Making Marriage Meaningful Through Conflict Resolution 預覽
Fair Fighting Part II:
Welcome back for day four of our study. Today we will be talking about additional ways to resolve conflict with our spouse.
Listen Up & Ask Questions:
Fighting fair means listening so we can understand our spouse. We should provide our undivided attention, instead of waiting for our turn to speak. If you use your silence as a way to prepare your next response, you may be a good debater, but it doesn’t make you a good listener. Did you know you can listen with your eyes? 80% of communication is non-verbal. A good listener will observe body language, gestures, and facial expressions. I strive to be a student of my spouse. This desire to understand him makes for a much more meaningful relationship. Discover how your spouse communicates what's on their heart. Gentleness will help you listen without defensiveness. When you're the listener, your facial expressions are just as important. This is so challenging for me! I actually have to say to myself, “Manage your face Debra.”
I love how Jesus asked questions to gain access to the hearts of those seeking after Him. Questions increase understanding for both parties. We can start off by saying, “My heart is to better understand you.” Stating upfront the intention to better understand can really help to reduce defensiveness. We can also say, “Am I hearing you correctly?” and then restate the concern. There are times when we misinterpret what our spouse is trying to communicate. If our spouse’s communication style is completely different from our own, we may be surprised at how easily a misunderstanding can arise.
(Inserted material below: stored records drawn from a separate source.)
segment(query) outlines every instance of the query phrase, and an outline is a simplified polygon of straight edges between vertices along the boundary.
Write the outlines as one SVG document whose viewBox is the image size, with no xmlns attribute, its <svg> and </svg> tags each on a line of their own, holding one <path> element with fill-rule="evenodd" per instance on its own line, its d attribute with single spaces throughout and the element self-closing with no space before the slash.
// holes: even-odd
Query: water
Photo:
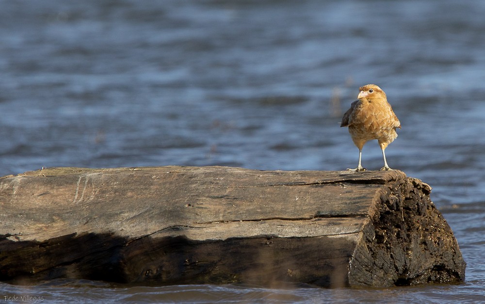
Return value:
<svg viewBox="0 0 485 304">
<path fill-rule="evenodd" d="M 271 289 L 59 280 L 0 283 L 1 296 L 60 303 L 485 298 L 485 2 L 0 5 L 0 175 L 43 166 L 354 167 L 357 149 L 339 123 L 358 87 L 375 83 L 403 126 L 386 151 L 389 165 L 433 187 L 468 263 L 466 281 L 457 285 Z M 364 147 L 368 169 L 382 167 L 381 158 L 376 143 Z"/>
</svg>

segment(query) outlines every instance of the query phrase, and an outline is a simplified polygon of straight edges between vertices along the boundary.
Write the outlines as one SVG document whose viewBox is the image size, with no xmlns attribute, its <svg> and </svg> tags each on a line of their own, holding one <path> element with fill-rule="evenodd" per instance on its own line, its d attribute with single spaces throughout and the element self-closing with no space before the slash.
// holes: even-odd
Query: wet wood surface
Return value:
<svg viewBox="0 0 485 304">
<path fill-rule="evenodd" d="M 400 171 L 54 168 L 0 178 L 0 280 L 325 287 L 457 282 L 431 188 Z"/>
</svg>

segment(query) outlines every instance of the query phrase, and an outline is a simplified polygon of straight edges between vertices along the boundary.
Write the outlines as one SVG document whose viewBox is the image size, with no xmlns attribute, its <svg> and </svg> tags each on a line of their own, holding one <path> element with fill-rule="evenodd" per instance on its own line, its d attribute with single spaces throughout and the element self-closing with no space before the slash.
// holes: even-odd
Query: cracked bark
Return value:
<svg viewBox="0 0 485 304">
<path fill-rule="evenodd" d="M 57 168 L 0 178 L 0 280 L 455 282 L 431 188 L 402 172 Z"/>
</svg>

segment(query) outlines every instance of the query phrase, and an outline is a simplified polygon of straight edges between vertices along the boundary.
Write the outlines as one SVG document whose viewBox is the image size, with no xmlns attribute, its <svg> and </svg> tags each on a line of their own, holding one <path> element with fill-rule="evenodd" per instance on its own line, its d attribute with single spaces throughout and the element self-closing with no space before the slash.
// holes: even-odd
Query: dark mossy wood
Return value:
<svg viewBox="0 0 485 304">
<path fill-rule="evenodd" d="M 458 282 L 431 188 L 400 171 L 53 168 L 0 178 L 0 280 Z"/>
</svg>

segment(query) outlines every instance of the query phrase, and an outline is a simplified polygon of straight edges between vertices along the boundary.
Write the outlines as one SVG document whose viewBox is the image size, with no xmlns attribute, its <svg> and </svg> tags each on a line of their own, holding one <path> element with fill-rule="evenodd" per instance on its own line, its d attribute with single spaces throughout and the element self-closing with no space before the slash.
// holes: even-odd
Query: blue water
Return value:
<svg viewBox="0 0 485 304">
<path fill-rule="evenodd" d="M 44 167 L 338 170 L 343 112 L 385 91 L 391 167 L 433 188 L 465 283 L 386 289 L 0 283 L 0 296 L 122 303 L 478 302 L 485 292 L 485 2 L 0 1 L 0 175 Z M 363 165 L 382 166 L 376 143 Z M 3 299 L 0 298 L 0 301 Z M 7 301 L 8 302 L 8 301 Z"/>
</svg>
Don’t assume, ask. Ask them how they believe something could be done differently, then really listen to their point of view. For example, “When I did (fill in the blank), how did that make you feel?” Questions can help us build intimacy with our loved one.
The Word instructs us to be quick to hear, slow to speak, and slow to anger (James 1:19).James gives us qualities that are the cornerstone of having a teachable spirit and being a better communicator.
Meditate:
●Proverbs 18:2 (NIV): “Fools find no pleasure in understanding but delight in airing their own opinions.”
●James 1:5 (NIV): “If any of you lacks wisdom, you should ask God, who gives generously to all without finding fault, and it will be given to you.”
Grant and Ask for Forgiveness:
We probably all know someone who has an impossible time saying, “I’m sorry, I was wrong, will you please forgive me?” or someone who struggles to accept an apology. Unforgiveness is like a stubborn string at the end of a blanket. The enemy wants to pull that string and watch the fabric of your marriage unravel. Conflicts can produce anger. It took me many years to discover that anger is a secondary emotion. I’ve learned to go deeper into the pain behind the anger. This allows me to discover where healing needs to take place. Being angry with your spouse isn’t a sin, but harboring anger and reacting badly is. Be assured, forgiveness is NOT saying your pain or disappointment isn’t valid. We can forgive while still desiring behaviors to change.
For some people, getting to a place of forgiveness takes a little more time. When we’ve offended our spouse, acknowledged our wrongdoing, and are waiting to be forgiven, it’s helpful to recognize the deeper the wound and the more frequent the offense occurs (such as a hurtful pattern), the longer it’s going to take our spouse to forgive. It can do further damage to shame or guilt our partners into forgiving us on our time schedule. This doesn’t provide a safe space for our spouse to process their pain. Sometimes it requires us to be willing to sit in the discomfort we’ve created while we patiently wait for our partner to forgive us. This is beyond difficult. This may be where we get tempted to minimize and justify our offense. It’s really easy for pride to slip in and drive a wedge between us and our spouse. If we feel this happening, it’s helpful to seek counsel and prayer with godly friends.
A tree’s root is the source of its growth. Unforgiveness in marriage is the root that grows bitterness. Our marriages can't live with dead roots. Forgiveness is not always easy. It’s an act of our will; it’s a choice. Our feelings and our intention to forgive aren’t always in sync. We need to be patient with ourselves and our spouses. The head and the heart take time to connect. Give it time, as God will allow the feelings to eventually follow.
Meditate:
Ephesians 4:26–27 (NKJV): Be angry, and do not sin: do not let the sun go down on your wrath, nor give place to the devil.
Pray:
Dear Lord, conflict with my spouse is so painful and frustrating. Help me to rest in the bigger purpose, to find common ground, and to grow and stretch into Your image. Lord, I am called to forgive my spouse as You have forgiven me. This doesn’t always come naturally. Please help me to value unity and connection more than winning an argument. I love you Lord.